Читаем Высокая кровь полностью

— А ты думаешь, что — понесла бы, ежли б не захотела? — засмеялась она с высоты своего непонятного женского знания. — А Ромку забыть не могу — ты в этом меня не неволь. Не сохну по нему, не думай. Отрезанный ломоть обратно не прилепишь. Виноватая я перед ним: надежду подавала. Озлобился он. И раньше-то волком смотрел на казаков, а как ты объявился — вовсе бешеный сделался. Гришку чуть не зашиб — уж так бил, так бил… Что секли его, знаешь? В степу у табуна батяня с Петром изловили. На сход привели — весь хутор высыпал смотреть.

— За Гришку, что ль? Так, стало быть, за дело.

— За Гришку, за меня… что спортить хотел. Чтоб на казачий каравай не зарился, ветку гнул по себе. Такое-то в обиду не принять? И думать боюсь, чего сделалось бы, когда бы вместо Гришки ты ему попался. Оскорбил ты его.

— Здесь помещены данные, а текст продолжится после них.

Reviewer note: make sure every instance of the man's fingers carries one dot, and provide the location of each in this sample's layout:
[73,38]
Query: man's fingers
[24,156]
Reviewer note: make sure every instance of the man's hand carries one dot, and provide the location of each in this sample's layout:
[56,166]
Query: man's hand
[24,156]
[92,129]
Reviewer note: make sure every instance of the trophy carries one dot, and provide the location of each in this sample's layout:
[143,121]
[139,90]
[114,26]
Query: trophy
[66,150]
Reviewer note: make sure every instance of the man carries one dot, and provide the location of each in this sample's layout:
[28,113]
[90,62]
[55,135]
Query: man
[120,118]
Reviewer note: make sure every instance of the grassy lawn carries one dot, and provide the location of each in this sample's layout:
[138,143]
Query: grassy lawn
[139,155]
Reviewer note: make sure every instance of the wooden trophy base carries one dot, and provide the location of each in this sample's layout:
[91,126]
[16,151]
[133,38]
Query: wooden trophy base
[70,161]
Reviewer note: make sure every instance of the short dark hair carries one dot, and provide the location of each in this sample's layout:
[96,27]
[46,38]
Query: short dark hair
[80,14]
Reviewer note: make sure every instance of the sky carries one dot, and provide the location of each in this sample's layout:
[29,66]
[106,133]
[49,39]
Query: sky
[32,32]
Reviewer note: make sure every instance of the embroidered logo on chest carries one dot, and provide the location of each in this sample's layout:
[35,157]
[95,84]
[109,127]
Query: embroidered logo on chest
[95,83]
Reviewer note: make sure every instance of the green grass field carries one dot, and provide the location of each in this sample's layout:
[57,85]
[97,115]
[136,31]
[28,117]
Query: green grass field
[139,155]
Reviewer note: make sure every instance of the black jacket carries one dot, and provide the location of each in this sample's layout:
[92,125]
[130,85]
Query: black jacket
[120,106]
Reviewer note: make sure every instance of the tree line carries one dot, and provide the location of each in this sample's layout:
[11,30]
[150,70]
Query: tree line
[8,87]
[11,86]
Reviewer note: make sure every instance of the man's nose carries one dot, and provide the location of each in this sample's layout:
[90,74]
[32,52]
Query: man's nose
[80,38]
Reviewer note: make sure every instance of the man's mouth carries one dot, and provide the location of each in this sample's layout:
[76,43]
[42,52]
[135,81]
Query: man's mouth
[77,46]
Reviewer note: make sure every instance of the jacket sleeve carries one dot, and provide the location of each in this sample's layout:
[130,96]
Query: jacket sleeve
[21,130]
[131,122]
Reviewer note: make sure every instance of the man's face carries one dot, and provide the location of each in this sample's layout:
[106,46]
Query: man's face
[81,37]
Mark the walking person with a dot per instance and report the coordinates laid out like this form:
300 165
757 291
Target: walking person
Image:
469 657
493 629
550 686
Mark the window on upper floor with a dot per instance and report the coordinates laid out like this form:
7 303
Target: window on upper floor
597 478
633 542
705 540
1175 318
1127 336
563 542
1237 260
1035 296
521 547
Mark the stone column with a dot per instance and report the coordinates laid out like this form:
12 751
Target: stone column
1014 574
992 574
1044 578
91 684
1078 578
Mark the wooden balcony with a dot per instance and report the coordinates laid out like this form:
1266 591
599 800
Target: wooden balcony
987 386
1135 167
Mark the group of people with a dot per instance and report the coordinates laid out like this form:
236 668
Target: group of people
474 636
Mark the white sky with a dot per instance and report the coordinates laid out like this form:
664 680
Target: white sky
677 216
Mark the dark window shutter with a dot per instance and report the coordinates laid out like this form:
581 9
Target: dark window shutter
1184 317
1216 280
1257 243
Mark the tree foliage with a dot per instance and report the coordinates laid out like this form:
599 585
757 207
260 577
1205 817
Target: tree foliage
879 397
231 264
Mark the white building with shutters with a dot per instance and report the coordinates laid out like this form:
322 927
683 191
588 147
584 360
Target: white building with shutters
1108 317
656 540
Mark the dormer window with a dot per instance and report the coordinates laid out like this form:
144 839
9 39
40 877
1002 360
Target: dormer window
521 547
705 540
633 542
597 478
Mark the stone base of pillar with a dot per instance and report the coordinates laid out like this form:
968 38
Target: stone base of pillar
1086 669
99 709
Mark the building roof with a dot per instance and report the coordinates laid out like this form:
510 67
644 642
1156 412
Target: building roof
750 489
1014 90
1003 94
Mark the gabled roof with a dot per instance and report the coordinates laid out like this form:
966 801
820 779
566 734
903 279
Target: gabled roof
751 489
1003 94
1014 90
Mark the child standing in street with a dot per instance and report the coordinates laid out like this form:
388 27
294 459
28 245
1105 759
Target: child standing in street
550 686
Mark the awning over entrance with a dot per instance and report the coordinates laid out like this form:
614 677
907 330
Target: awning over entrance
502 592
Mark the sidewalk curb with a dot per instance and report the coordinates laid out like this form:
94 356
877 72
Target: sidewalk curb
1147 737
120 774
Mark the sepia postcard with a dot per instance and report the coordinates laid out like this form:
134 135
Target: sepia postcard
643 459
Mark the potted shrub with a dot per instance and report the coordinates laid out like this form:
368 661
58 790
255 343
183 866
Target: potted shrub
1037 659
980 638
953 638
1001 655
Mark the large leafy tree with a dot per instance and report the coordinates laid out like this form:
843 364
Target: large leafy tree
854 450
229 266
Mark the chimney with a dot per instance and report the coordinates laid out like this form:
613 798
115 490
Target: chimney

— Это чем же? Чего я у него украл? Тебя, что ль? Или я виноват, что босяк он? Ты бедняк — так, могет быть, и я тогда должен от добра своего отказаться, колесной мазью рожу себе вычернить? Со мною, казаком, желаешь поравняться? Ну так и дотянись до нас, до казаков, — работай, служи. Наш род, халзановский, ить тоже не сразу в энту землю врос. Да и Мирон вон офицером не родился. А ежели ты палец о палец не ударил, чтоб выйти из нужды, то как же тебе со мной равно жить? Да ежли каждый так обидится и волком жить начнет, какой тогда порядок будет? — вопрошал и ответа не ждал.

Признание жены не то чтоб потрясло, а именно что прояснило душу, и он уже не понимал, как мог этот мужик безотступно владеть его мыслями, угадываться в Дарьином бессвязном бормотании, ощущаться на коже ее, на губах вместе с запахом горького ветра, парного молока и клеверного сена.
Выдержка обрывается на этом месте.